Una Raíz Suave y Tierna 350: Capítulo 342.
Una Raíz Suave y Tierna —¿Es esta una broma cruel?
—Radia sintió que su pecho se apretaba con cada contraseña.
Las contraseñas que solo Radia podría responder.
Porque incluso si alguien pudiera adivinar la primera y la tercera, nadie sabía nada sobre aquel día en mayo, cuando Radia se sometió a alguien por primera vez en su vida.
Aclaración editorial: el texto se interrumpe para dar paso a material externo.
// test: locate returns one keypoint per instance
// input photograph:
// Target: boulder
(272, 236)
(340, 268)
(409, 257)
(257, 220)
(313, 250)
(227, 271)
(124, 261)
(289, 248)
Pero no tenía margen para digerir la sensación revuelta en su estómago porque Masa ya lo había llamado.
—Uhh…
hey, esto es un archivo enorme, pero todo está en código.
Tengo que ejecutar mi programa para descifrarlos primero antes de que podamos leerlo —se rascó el cuello—.
¿Después de toda esa protección también?
¿Por qué es tan complicado esto?
Radia tomó una profunda respiración y se calmó antes de responder.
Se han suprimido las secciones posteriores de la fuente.